Given tools now exist that can handle less structured and very large datasets, and storage costs have so dramatically reduced, it stands to reason to start storing everything. Businesses of the past were valued on their brand awareness; businesses of the future will be increasingly valued on how well they can make use of the data at their disposal to understand each customer, improve their efficiency and responsiveness, and make the best decisions.
Storing data today for use tomorrow makes a great deal of business sense. Once data has been collected, questions about how to use the data will naturally ensue. Without the data, people won’t even think about questions they could be asking, things like:
- What would be the optimum price for this product?
- How soon should we follow up a customer after they have purchased item X?
- What products act as good loss leaders?
- What are the signs that indicate a customer will churn?
- When a customer churns, who are the people most at risk of following them?
- What impact does the weather have on purchasing patterns?

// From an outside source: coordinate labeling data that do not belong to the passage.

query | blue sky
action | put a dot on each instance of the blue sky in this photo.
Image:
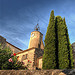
(19, 17)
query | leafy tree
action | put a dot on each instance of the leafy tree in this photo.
(49, 57)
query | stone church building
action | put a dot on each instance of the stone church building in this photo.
(34, 52)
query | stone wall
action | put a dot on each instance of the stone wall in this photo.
(38, 72)
(13, 48)
(38, 53)
(2, 42)
(30, 57)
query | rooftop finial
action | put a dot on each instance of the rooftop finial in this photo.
(37, 27)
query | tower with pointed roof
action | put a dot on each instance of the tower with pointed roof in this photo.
(36, 38)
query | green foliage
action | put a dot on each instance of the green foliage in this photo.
(62, 44)
(57, 50)
(4, 55)
(49, 57)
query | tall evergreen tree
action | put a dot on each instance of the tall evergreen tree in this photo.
(70, 54)
(62, 44)
(49, 57)
(57, 50)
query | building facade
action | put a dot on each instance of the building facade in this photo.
(33, 55)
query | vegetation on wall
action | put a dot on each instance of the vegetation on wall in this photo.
(57, 51)
(8, 60)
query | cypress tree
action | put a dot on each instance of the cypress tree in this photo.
(70, 54)
(49, 57)
(62, 44)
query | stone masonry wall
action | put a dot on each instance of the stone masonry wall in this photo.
(38, 72)
(13, 48)
(30, 57)
(38, 53)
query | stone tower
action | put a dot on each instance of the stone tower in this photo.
(36, 39)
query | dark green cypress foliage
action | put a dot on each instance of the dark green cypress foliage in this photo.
(49, 57)
(70, 54)
(62, 44)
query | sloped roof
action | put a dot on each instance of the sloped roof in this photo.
(14, 46)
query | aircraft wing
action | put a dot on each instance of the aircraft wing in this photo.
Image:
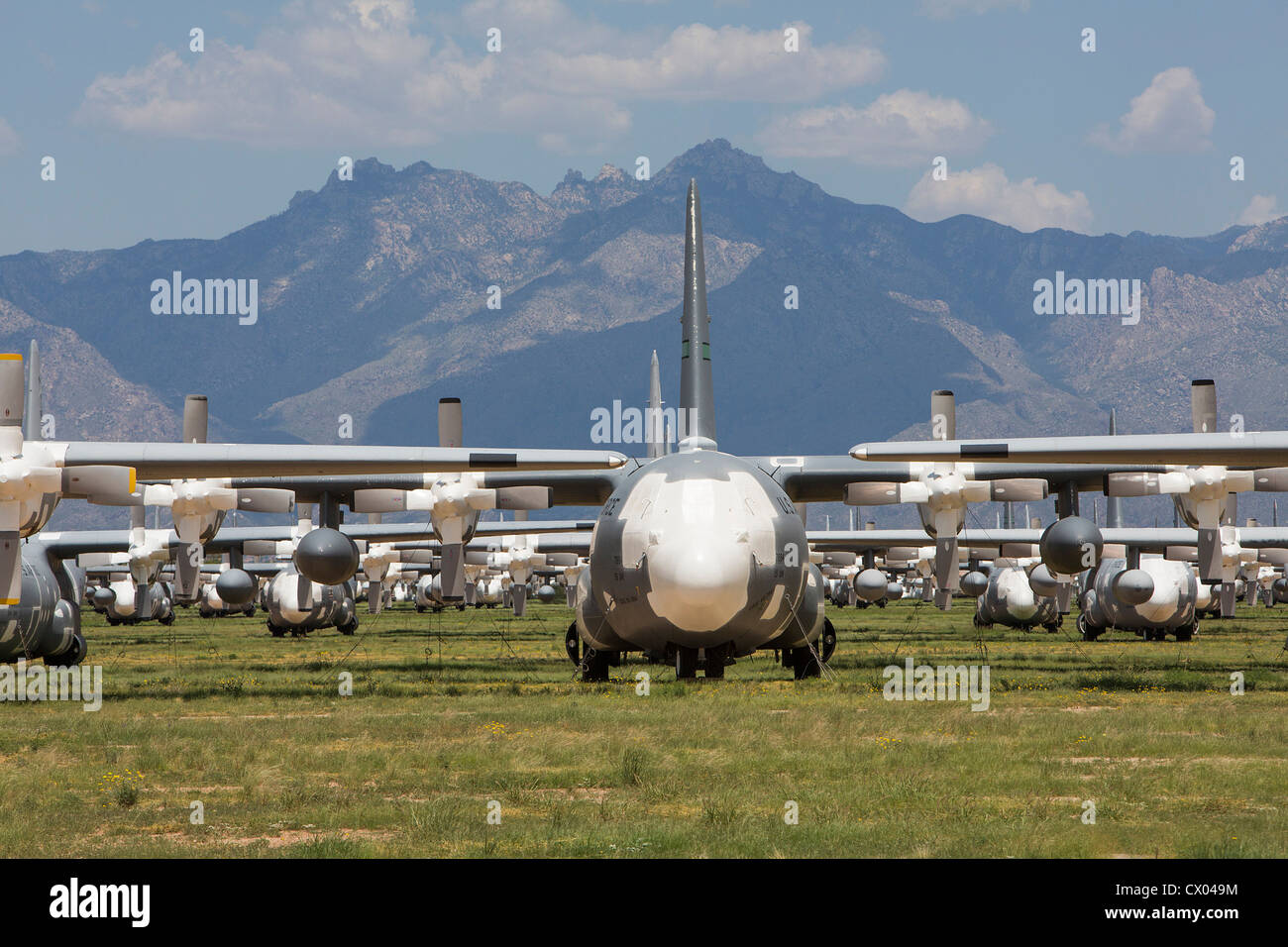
(823, 478)
(1239, 450)
(568, 487)
(175, 460)
(1154, 539)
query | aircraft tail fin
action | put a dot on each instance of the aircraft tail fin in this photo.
(655, 429)
(1113, 504)
(697, 397)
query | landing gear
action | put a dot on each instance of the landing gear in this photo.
(803, 661)
(593, 665)
(713, 663)
(572, 643)
(686, 664)
(72, 656)
(1086, 629)
(827, 641)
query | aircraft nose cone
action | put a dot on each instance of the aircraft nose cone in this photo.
(697, 583)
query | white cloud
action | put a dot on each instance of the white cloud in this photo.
(728, 63)
(361, 73)
(1261, 209)
(901, 128)
(986, 191)
(8, 140)
(1168, 116)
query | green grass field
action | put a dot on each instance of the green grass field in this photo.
(452, 711)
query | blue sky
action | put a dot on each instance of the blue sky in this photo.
(153, 140)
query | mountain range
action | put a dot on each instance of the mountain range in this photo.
(374, 302)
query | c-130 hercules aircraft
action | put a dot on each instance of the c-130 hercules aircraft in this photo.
(40, 595)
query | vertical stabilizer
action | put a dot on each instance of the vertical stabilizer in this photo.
(697, 397)
(1113, 504)
(653, 428)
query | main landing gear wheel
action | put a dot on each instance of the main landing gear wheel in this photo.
(72, 656)
(827, 641)
(804, 663)
(713, 663)
(593, 665)
(686, 664)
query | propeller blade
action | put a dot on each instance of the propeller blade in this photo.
(378, 500)
(454, 573)
(943, 415)
(266, 500)
(524, 497)
(1273, 479)
(1210, 554)
(304, 590)
(945, 564)
(11, 566)
(876, 493)
(99, 483)
(1132, 484)
(35, 395)
(1228, 599)
(187, 571)
(1019, 489)
(194, 419)
(1203, 406)
(450, 423)
(12, 392)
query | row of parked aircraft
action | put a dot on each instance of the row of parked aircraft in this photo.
(697, 557)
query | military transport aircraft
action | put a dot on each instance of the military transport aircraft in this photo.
(697, 554)
(40, 598)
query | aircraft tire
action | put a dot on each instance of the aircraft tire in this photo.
(827, 641)
(72, 656)
(572, 644)
(593, 667)
(1086, 630)
(686, 664)
(805, 664)
(713, 664)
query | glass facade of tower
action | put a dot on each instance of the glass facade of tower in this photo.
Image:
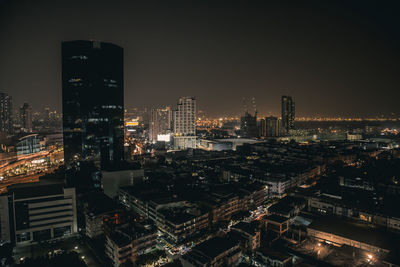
(288, 113)
(93, 101)
(5, 113)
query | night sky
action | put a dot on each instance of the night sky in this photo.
(332, 57)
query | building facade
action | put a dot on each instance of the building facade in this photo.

MongoDB makes the perfect solution to store data. It has the flexibility to cope with unstructured and structured data, can scale to many petabytes with full replication, and has a great deal of support for analytics. Even if there is no current interest in analysing data, a business case will be much easier to make for analytical tools in the future if there is a large reservoir of data to use, rather than just an idea to grow from scratch.
The businesses who win in the future will be those that know how to harvest all the data available to them. The sooner they start storing and practising how to glean the most from their data, the sooner they can learn to pre-empt the customers’ needs, pre-empt the marketplace, learn to cope with the veritable deluge in a highly responsive manner and leave the less-informed competition behind.